Ah, sejak awal memang semuanya terasa salah jika menyangkut gadis itu.
“Kib...”panggil gadis itu namun Akib hanya diam saja dan sedikit kaget saat Akib melepas tangannya dengan kasar. Detik berikutnya Akib sudah berjalan pergi menuju mobilnya. Gadis itu terdiam. Tak mengerti dengan kekasihnya. Semenjak mereka kembali bersama, rasanya Akib terlalu berbeda. Ia sangat dingin dan tak peduli padanya. Hatinya mencelos saat menyadari Akib meninggalkannya. Benaknya penuh dengan tanya. Ada apa dengan Akib? Kenapa sikapnya begitu berubah?
♥♥♥
“Gini kek dari pagi.
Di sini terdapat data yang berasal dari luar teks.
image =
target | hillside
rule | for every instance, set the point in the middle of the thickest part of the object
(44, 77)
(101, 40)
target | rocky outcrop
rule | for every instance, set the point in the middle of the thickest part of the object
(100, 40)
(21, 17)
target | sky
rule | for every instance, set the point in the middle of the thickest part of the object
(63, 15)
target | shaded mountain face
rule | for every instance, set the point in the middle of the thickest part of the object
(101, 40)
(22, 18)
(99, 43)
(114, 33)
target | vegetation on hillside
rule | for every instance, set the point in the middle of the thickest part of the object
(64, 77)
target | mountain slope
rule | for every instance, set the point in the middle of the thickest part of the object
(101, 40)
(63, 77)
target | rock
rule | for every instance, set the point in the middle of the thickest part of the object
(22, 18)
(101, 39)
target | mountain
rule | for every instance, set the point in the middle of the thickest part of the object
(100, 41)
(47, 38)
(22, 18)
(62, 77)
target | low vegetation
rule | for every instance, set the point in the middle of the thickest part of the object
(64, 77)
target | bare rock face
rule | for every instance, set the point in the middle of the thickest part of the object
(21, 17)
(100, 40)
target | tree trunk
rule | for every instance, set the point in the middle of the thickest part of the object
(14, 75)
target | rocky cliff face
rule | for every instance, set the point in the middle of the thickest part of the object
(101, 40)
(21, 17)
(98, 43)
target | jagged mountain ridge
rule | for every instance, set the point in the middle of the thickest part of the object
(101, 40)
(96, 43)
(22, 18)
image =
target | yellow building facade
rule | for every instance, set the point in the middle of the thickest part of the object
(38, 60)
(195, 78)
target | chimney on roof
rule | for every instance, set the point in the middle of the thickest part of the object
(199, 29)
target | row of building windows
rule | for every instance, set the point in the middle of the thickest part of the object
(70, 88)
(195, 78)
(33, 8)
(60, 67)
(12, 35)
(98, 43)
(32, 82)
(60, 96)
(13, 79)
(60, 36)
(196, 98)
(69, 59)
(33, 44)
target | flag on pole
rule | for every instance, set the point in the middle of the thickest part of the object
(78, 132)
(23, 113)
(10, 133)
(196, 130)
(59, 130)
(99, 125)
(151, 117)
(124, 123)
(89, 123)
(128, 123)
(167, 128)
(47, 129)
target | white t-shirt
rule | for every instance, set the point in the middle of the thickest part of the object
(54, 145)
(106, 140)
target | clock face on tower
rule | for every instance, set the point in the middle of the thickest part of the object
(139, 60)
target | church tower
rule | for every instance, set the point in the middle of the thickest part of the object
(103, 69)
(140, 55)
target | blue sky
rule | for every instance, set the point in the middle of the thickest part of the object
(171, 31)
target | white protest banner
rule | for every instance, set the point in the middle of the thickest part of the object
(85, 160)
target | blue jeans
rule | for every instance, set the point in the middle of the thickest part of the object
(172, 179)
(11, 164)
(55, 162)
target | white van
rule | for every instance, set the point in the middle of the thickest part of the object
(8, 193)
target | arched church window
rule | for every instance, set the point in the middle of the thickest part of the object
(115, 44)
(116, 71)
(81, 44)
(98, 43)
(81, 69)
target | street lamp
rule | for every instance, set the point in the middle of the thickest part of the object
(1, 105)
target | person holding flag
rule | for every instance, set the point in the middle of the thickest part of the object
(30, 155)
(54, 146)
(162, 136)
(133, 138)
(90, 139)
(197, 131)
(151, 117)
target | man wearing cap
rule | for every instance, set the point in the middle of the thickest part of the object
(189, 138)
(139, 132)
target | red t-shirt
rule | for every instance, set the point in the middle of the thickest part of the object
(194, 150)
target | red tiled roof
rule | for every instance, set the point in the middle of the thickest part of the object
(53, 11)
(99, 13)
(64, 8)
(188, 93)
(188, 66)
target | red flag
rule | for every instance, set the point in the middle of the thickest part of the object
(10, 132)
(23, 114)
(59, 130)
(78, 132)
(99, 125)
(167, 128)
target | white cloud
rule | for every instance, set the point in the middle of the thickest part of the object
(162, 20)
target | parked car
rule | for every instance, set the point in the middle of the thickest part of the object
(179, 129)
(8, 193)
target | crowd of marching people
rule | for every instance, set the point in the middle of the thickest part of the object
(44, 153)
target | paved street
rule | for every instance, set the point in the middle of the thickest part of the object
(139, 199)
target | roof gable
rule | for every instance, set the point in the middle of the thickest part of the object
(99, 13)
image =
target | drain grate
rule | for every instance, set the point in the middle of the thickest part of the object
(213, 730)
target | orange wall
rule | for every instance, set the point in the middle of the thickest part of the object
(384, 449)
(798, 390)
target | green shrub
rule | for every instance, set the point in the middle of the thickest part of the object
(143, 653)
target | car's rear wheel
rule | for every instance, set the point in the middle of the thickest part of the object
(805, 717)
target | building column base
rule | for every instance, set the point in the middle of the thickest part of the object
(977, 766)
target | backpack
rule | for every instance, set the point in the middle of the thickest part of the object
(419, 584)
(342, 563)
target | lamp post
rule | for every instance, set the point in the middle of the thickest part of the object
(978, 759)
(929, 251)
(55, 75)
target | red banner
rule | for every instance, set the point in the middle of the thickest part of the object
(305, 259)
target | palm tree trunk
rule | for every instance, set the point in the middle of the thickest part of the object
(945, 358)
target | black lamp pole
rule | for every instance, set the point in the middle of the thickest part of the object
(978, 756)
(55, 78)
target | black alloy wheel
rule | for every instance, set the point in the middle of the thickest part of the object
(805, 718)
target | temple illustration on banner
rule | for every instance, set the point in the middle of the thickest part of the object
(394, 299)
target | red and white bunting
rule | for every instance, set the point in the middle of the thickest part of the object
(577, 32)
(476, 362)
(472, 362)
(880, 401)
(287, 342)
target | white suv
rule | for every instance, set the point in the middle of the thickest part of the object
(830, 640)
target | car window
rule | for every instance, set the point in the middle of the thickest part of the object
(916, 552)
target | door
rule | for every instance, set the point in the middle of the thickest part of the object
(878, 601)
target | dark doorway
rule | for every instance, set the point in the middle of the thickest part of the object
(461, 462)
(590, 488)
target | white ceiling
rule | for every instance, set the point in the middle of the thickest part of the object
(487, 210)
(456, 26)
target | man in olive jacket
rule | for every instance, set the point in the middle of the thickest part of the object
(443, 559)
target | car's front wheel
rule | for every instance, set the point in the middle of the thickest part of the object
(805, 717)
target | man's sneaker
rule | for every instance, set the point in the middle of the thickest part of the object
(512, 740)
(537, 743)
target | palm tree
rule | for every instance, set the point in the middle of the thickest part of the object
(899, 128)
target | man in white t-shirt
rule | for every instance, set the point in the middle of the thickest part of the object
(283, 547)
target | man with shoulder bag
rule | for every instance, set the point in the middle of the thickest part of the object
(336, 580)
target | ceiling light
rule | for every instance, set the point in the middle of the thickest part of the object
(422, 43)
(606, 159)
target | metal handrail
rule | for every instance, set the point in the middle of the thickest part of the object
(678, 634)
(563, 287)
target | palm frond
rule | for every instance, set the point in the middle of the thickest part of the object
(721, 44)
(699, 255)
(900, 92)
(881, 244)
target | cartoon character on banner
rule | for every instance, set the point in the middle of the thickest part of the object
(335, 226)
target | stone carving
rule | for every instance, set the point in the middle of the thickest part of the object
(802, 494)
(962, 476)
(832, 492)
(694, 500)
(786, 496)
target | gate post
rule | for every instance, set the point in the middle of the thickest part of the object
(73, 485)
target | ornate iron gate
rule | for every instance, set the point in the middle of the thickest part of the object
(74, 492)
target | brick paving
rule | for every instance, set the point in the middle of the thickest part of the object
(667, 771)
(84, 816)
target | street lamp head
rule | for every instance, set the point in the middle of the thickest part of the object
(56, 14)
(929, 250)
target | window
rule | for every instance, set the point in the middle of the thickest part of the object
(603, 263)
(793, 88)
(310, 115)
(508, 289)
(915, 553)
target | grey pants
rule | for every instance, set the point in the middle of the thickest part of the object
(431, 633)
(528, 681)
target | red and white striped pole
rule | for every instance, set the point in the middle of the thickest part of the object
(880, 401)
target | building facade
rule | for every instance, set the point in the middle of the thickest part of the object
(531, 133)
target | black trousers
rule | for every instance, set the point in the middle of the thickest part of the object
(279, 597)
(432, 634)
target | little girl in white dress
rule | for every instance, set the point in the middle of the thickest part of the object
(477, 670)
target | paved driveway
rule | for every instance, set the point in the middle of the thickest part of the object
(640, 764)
Gue kan jadi gak khawatir lagi,” ucap Gara yang dihadiahi tatapan galak Airin karena telah mengacak rambutnya. Laki-laki itu tertawa kecil. Ia membuka pintu mobil dan menyuruh Airin masuk. Setelahnya, Gara bernafas lega karena nampaknya Airin tak tahu akan kehadiran Akib yang berada tak jauh dari mereka. Ternyata instuisi kelakiannya benar, lelaki itu tak benar-benar melepas Airin. Dan kali ini tentu saja ia takkan menyianyiakan kesempatan untuk membuat Akib menyesal seumur hidup karena meninggalkan gadis di sampingnya ini.
“Emang gue tadi pagi kenapa?” tanya Airin—pura-pura amnesia. Sementara Gara memutar bola matanya sambil mendengus kesal. Kalau saja Gara tak bertemu Akib tadi, mungkin ia takkan pernah tahu jika Akib telah melepaskan Airin. Bahkan menyuruhnya untuk memperjuangkan gadis itu, meski tak dikatakan secara terang-terangan. Namun Gara mengerti dan tentu saja kesempatan yang ada ini takkan ia sia-siakan. Baru saja Gara akan menginjak pedal gas, terdengar suara ketukan dibalik kaca mobilnya yang membuat ia menoleh.
“Gar, gue nebeng dong!”
Gara mendengus. Lalu bersikap seolah tak terjadi apa-apa. Ia hendak menginjak pedal gasnya lagi namun tangan lembut yang menyentuh pundak-nya membuat ia menoleh. Gadis itu menatapnya dengan lembut dengan anggukan kecil. Salah satu tanda untuk menuruti keinginannya. Namun tak seperti biasanya, Gara malah menggeleng dan langsung menginjak pedal gasnya dengan kencang. “Gara!”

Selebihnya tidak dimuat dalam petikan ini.